- Buttar Bakhuha Location in Punjab, India Buttar Bakhuha Buttar Bakhuha (India)
- Coordinates: 30°26′17″N 74°39′57″E﻿ / ﻿30.438111°N 74.665725°E
- Country: India
- State: Punjab
- Region: Punjab
- District: Sri Muktsar Sahib
- Talukas: Giddarbaha

Population (2001)
- • Total: 1,985

Languages
- • Official: Punjabi (Gurmukhi)
- • Regional: Punjabi
- Time zone: UTC+5:30 (IST)
- PIN: 152101
- Telephone code: 01637
- Vehicle registration: PB30
- Nearest city: Giddarbaha
- Sex ratio: 1000/912 ♂/♀

= Buttar Bakhuha =

Buttar Bakhuha is a small village in the Giddarbaha tehsil of Sri Muktsar Sahib district in Punjab, India. The village is predominated by the Jatts of Buttar clan.

==Geography==

The village is 7 km away from the Giddarbaha city and 265 km from the state capital city of Chandigarh.

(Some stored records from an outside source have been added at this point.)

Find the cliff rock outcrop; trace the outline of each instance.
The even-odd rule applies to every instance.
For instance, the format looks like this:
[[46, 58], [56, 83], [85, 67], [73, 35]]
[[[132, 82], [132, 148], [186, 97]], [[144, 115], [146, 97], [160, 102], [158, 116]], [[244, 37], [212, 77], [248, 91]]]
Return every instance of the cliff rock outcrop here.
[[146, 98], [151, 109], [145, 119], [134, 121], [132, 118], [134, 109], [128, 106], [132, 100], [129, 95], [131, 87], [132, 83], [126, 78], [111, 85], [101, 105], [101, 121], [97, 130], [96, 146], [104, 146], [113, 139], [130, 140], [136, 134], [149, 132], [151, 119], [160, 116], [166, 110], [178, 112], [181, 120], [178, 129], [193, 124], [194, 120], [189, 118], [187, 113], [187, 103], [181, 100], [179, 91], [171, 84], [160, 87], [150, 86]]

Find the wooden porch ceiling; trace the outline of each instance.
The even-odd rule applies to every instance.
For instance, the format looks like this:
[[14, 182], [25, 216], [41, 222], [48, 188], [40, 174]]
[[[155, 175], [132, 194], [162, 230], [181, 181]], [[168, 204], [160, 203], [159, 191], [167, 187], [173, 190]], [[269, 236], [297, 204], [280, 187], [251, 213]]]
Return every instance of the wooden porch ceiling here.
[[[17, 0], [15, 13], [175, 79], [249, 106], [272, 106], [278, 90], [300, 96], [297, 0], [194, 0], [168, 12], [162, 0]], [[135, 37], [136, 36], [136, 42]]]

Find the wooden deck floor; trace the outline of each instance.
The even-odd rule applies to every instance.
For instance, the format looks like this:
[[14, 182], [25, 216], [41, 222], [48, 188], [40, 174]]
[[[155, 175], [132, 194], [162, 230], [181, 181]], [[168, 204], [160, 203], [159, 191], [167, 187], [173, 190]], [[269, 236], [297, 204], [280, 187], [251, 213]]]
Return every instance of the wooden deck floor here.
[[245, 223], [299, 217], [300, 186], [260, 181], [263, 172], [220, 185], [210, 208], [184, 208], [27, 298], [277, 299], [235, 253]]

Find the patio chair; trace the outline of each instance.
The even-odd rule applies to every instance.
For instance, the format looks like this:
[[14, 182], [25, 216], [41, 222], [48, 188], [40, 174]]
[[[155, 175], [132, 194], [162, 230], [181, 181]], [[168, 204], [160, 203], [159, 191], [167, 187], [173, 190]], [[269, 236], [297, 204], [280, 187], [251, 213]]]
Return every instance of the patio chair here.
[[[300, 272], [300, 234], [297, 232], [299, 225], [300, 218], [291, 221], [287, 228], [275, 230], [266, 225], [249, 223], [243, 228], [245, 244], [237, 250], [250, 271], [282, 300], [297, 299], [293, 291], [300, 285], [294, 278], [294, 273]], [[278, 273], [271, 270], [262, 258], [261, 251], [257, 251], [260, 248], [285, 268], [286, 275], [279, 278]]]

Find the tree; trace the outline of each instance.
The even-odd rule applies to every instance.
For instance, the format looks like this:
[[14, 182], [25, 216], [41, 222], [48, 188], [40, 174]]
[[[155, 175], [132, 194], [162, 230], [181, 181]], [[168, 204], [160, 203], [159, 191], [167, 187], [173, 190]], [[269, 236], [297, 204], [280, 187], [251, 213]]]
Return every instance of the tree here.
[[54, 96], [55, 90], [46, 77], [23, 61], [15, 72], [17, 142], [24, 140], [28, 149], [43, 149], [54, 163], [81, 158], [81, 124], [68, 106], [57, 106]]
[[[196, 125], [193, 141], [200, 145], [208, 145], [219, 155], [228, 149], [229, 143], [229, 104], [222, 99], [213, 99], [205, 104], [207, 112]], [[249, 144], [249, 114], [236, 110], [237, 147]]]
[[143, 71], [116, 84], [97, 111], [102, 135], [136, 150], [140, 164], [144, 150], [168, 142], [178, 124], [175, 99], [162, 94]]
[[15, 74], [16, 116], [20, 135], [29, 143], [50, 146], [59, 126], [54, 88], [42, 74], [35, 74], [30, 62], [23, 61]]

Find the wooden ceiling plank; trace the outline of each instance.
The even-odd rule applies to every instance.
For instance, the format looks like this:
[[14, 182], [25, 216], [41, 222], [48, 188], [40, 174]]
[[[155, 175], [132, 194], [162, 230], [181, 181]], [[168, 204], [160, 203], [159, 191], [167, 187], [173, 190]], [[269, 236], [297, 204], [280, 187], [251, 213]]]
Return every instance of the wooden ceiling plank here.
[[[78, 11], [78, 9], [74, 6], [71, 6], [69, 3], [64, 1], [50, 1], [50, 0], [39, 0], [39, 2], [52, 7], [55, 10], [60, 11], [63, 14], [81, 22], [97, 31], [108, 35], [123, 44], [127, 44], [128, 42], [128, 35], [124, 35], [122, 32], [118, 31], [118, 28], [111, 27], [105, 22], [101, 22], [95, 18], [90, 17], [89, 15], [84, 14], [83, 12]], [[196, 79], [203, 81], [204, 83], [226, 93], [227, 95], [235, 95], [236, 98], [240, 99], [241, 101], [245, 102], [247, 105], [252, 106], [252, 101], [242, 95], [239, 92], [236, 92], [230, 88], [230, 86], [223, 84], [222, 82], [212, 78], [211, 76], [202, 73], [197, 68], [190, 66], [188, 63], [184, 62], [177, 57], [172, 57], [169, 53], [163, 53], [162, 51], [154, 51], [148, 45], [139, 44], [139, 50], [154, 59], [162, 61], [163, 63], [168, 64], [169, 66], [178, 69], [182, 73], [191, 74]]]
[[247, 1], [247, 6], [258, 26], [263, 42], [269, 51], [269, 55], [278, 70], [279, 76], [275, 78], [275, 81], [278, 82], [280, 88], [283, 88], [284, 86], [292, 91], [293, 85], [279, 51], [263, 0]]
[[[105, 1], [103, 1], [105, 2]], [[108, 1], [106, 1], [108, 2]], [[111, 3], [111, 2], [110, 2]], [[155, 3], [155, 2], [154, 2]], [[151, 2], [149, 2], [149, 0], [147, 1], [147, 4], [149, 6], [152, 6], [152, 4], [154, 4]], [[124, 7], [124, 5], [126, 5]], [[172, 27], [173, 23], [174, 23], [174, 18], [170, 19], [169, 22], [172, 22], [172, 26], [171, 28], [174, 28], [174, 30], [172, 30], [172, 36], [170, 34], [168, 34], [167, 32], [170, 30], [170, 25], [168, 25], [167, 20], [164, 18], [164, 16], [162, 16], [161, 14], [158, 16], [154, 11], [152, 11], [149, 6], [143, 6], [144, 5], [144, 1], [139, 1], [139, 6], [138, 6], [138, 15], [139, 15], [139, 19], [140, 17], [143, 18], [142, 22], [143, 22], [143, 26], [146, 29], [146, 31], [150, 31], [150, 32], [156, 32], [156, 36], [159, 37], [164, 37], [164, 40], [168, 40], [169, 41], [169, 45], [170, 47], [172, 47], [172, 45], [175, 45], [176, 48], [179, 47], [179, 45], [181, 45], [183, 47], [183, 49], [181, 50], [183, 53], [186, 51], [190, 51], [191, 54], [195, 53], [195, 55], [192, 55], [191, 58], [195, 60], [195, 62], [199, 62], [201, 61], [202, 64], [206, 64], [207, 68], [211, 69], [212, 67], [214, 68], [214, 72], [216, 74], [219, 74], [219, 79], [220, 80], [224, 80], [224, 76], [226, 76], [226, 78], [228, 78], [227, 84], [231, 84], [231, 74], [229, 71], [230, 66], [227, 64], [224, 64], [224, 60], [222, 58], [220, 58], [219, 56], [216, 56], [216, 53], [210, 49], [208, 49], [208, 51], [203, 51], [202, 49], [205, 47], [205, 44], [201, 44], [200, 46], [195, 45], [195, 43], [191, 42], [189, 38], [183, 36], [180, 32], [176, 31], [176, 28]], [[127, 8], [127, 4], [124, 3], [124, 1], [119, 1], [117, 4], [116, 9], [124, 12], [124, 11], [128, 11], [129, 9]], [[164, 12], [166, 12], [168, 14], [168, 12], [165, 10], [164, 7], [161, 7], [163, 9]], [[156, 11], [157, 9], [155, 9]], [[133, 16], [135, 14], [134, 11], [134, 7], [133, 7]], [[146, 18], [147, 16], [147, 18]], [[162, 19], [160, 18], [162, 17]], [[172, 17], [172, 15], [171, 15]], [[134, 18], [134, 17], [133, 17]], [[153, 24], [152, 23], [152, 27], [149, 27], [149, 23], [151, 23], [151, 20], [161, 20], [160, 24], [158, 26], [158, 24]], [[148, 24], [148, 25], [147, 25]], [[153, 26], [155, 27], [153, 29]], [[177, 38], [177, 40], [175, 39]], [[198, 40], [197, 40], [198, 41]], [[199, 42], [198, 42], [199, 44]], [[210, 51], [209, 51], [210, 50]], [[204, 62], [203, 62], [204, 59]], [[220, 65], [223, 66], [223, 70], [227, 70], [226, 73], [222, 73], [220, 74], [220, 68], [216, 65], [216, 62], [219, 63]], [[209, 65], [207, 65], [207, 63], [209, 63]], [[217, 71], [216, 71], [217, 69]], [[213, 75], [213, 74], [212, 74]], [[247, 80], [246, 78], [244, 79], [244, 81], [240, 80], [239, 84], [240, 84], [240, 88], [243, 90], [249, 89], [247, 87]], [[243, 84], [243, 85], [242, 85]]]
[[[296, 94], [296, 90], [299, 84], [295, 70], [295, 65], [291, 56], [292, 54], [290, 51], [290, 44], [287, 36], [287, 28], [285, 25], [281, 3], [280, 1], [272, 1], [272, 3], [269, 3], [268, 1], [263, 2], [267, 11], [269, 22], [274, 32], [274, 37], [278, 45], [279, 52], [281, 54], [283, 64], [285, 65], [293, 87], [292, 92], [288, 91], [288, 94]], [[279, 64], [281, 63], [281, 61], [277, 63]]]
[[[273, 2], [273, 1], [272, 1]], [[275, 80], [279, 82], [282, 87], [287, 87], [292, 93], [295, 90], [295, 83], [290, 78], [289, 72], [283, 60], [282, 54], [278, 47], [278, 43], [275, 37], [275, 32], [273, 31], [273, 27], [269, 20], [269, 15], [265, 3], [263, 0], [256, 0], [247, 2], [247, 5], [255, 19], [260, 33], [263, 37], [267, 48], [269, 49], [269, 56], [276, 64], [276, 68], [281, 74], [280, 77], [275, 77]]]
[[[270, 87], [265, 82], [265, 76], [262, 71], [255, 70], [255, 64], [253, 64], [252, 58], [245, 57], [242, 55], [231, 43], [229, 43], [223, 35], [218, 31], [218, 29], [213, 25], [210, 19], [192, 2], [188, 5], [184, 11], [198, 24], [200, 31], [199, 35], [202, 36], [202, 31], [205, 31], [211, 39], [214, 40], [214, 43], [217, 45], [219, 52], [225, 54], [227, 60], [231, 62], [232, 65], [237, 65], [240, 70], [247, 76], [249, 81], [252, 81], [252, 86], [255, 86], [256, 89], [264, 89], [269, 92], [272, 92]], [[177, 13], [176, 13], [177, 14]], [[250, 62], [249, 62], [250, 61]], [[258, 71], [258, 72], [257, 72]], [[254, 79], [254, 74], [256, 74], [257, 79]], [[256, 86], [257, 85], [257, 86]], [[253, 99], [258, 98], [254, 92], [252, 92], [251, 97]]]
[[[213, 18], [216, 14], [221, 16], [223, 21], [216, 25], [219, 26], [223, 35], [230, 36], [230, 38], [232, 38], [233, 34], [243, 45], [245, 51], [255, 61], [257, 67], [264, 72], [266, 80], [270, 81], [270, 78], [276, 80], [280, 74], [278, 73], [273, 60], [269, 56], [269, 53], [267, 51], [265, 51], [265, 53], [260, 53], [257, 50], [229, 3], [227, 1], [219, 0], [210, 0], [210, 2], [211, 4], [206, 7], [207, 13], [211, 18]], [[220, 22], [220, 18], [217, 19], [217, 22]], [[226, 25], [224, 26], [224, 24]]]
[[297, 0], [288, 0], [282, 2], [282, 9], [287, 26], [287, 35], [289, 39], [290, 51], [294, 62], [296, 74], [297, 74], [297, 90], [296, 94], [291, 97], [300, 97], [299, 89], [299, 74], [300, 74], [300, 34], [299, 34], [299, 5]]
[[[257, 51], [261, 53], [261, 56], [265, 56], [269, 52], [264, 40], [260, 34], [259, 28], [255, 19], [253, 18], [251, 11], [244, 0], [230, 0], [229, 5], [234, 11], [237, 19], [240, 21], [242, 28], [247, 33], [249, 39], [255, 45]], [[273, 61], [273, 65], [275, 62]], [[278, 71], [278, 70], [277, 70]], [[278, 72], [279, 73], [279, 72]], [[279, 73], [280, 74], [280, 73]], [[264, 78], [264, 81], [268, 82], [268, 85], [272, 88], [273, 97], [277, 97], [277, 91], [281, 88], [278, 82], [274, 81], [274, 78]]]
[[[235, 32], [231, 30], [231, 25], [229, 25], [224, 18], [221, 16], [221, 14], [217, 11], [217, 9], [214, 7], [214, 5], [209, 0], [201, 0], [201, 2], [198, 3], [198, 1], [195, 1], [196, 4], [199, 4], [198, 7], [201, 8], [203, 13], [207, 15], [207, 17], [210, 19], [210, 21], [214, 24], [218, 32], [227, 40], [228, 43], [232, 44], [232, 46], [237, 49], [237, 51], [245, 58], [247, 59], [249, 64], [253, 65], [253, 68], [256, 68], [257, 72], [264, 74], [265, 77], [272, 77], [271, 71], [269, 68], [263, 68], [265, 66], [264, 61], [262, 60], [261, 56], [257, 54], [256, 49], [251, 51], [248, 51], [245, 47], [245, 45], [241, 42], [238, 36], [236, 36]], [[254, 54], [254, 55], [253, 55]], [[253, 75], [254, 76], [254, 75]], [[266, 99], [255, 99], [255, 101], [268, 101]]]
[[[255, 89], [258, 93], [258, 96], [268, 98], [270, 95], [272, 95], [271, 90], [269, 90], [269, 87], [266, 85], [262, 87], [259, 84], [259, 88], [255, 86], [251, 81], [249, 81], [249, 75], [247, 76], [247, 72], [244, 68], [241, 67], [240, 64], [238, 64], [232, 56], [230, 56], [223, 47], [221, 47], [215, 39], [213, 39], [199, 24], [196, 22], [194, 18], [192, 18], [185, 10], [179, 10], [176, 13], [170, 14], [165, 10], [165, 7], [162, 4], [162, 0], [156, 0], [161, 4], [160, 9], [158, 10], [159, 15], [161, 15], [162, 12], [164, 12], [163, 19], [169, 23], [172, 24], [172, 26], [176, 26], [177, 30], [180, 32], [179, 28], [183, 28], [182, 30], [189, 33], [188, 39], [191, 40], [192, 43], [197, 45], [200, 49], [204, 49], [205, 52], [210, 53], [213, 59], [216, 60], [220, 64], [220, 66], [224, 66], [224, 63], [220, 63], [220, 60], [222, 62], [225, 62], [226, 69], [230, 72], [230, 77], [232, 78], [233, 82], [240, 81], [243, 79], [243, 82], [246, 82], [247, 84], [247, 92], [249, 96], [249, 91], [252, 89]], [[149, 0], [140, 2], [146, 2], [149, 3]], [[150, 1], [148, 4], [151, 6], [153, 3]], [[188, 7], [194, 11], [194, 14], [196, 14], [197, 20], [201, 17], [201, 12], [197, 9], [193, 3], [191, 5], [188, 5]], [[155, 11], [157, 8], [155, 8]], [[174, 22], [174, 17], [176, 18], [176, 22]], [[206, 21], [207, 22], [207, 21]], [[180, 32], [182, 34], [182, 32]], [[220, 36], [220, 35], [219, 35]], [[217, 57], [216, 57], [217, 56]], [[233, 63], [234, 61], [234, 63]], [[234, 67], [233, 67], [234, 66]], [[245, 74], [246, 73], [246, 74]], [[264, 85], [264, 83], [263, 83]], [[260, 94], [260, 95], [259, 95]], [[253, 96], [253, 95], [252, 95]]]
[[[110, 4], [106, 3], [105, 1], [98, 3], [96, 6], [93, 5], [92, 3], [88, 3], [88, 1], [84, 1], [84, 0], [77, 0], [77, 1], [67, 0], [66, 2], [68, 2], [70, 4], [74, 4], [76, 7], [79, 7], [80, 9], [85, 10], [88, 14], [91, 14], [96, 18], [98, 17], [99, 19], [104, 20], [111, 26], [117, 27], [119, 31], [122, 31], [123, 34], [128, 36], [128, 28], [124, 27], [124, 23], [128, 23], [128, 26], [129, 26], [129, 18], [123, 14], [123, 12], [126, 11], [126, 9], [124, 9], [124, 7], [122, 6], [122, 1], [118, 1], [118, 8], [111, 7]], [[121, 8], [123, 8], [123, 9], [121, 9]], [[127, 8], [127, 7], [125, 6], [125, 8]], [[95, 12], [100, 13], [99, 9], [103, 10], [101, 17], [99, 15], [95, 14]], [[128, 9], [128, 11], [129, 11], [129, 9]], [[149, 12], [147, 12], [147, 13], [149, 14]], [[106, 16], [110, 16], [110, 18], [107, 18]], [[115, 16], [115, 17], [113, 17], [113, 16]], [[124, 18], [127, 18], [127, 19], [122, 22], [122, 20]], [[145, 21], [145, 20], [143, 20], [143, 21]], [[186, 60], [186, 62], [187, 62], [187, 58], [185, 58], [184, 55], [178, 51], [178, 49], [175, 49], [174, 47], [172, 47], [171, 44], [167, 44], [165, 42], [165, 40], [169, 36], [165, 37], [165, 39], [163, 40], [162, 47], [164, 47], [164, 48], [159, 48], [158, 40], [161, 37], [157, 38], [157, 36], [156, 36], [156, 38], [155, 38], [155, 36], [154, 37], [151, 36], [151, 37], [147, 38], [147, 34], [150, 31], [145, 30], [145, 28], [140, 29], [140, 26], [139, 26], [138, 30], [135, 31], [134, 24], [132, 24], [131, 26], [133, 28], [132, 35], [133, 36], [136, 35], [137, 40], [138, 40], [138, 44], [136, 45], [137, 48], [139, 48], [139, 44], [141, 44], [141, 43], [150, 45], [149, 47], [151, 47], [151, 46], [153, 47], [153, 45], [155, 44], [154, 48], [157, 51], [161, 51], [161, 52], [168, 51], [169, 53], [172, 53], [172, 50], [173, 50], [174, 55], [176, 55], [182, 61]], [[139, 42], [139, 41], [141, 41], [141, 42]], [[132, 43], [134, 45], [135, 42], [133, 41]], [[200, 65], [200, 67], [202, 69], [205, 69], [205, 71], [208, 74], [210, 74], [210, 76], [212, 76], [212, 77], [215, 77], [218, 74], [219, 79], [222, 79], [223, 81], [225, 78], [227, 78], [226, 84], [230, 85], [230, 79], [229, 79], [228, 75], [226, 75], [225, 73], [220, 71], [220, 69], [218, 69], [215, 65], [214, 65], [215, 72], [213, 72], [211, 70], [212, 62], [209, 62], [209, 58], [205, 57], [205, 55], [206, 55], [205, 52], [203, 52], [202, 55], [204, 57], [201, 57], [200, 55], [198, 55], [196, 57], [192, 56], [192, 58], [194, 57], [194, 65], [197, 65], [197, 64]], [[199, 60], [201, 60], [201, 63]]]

Husnar (4.5 km), Madhir (4.5 km) and Kot Bhai (4.5 km) are the surrounding villages.

==Demographics==

At the 2001 census, the village had a total population of 1,985 with 332 households, 1,038 males and 947 females. Thus males constituted 52% and females 48% of the population with the sex ratio of 912 females per thousand males.

==Culture==

The village is predominated by the Jatts of Buttar community/clan. The population mainly follows the Sikh faith.

Punjabi is the mother tongue as well as the official language of the village.